Long discussions that finally reach a verdict

The UN has reached a "historic" agreement to protect the high seas

Long discussions that finally reach a verdict. UN member states finally agreed on Saturday March 4 on the first international treaty to protect the high seas, intended to counter the threats to ecosystems vital to humanity.

“The ship has reached shore,” conference chair Rena Lee announced at UN headquarters in New York on Saturday shortly before 9:30 p.m. (3:30 a.m. Paris time), to loud and prolonged applause from delegates. . After more than fifteen years of discussions, including four years of formal negotiations, the third "last" session in New York was finally the right one, or almost.

Delegates finalized the text with its content now frozen in substance, but it will be formally adopted at a later date after it has been vetted by legal services and translated to be available in the six official UN languages. The exact content of the text was not immediately published but activists hailed it as a watershed moment for biodiversity protection.

"It's a historic day for conservation and a sign that in a divided world the protection of nature and people can triumph over geopolitics," said Laura Meller of Greenpeace. After two weeks of intense discussions, including a marathon session on Friday night to Saturday, delegates finalized a text that can no longer be significantly changed.

"There will be no reopening or substantive discussions" on this file, Rena Lee told negotiators. United Nations Secretary-General Antonio Guterres congratulated the delegates, according to one of his spokespersons who said the agreement is a "victory for multilateralism and for global efforts to counter destructive trends that threaten health." of the oceans, today and for generations to come".

Even though it represents more than 60% of the oceans and almost half of the planet, it has long been ignored in the environmental fight, to the benefit of coastal areas and a few emblematic species.

With the progress of science, proof has been made of the importance of protecting these oceans, teeming with an often microscopic biodiversity, which also provides half of the oxygen we breathe and limits global warming by absorbing important part of the CO2 emitted by human activities.

But the oceans are weakening, victims of these emissions (warming, acidification of the water, etc.), pollution of all kinds and overfishing. So the new treaty, when it comes into force after it has been formally adopted, signed and then ratified by enough countries, will create marine protected areas in those international waters.

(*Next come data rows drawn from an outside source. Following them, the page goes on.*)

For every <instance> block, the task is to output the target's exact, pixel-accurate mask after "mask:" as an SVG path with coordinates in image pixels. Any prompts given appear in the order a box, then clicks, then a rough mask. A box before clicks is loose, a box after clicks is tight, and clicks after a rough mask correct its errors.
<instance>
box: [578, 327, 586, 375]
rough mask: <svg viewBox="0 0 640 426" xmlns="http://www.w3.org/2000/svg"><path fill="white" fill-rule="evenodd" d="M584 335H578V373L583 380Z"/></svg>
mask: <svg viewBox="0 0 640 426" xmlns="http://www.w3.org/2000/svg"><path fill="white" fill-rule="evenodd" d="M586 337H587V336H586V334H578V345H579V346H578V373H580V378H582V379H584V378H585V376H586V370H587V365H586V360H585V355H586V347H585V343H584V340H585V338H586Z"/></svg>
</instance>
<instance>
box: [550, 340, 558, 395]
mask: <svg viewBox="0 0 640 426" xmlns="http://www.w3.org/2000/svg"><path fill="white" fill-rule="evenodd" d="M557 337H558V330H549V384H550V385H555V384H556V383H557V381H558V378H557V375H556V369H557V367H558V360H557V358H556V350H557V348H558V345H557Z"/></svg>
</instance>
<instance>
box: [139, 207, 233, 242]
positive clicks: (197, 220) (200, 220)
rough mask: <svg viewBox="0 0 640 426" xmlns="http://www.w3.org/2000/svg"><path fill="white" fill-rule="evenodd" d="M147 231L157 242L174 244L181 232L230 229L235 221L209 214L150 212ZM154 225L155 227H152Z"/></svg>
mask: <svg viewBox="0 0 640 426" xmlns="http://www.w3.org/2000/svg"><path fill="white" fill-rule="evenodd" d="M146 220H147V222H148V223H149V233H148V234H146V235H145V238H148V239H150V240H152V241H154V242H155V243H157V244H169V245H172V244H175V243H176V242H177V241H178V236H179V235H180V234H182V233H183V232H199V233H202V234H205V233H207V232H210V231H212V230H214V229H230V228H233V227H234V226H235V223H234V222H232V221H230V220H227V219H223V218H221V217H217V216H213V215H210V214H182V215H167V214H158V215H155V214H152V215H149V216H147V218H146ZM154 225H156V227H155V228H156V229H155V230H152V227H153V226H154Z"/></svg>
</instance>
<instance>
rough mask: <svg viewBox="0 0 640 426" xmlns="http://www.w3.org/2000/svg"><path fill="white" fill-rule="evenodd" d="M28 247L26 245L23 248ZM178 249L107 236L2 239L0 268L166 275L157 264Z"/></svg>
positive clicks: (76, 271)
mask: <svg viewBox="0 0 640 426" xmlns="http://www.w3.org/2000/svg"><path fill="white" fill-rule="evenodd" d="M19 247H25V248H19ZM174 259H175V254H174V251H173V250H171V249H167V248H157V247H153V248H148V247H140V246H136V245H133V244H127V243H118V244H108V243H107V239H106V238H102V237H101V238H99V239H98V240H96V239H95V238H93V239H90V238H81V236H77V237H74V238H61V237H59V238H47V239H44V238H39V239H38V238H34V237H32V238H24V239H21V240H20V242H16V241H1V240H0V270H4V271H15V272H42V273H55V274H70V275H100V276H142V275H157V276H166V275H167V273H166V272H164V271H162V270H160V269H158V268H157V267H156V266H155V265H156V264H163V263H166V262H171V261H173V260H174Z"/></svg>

Only about 1% of the high seas is subject to conservation measures, and this emblematic tool is considered essential to hope to protect, by 2030, 30% of the land and oceans of the planet, as it is there. engaged all governments around the world in December.

"High seas protected areas can play a vital role in building resilience to the effects of climate change," said Liz Karan of the NGO Pew Charitable Trusts, who called the agreement a "momentous achievement".

The treaty on "the conservation and sustainable use of marine biodiversity of areas beyond national jurisdiction" also introduces the obligation to carry out environmental impact assessments of proposed activities on the high seas.

Finally, a highly sensitive chapter which crystallized tensions until the last minute, the principle of sharing the benefits of marine genetic resources collected on the high seas.

Developing countries that cannot afford very expensive expeditions and research have struggled not to be excluded from access to marine genetic resources and from sharing in the anticipated benefits from the commercialization of these resources - which belong to no one – from which pharmaceutical or cosmetic companies hope to derive miracle molecules.

As in other international forums, notably the climate negotiations, the debate ended up boiling down to a question of North-South equity, commented observers.

With an announcement seen as a gesture to build North-South trust, the European Union pledged, in New York, 40 million euros to facilitate the ratification of the treaty and its initial implementation.

Beyond that, it pledged to devote more than 800 million euros to the protection of the oceans in general for 2023 during the "Our Ocean" conference which ended on Friday in Panama.

In total, Panamanian Foreign Minister Janaina Tewaney announced that "341 new commitments", amounting to nearly $20 billion - including nearly $6 billion from the United States - had been made during the this conference to protect the seas.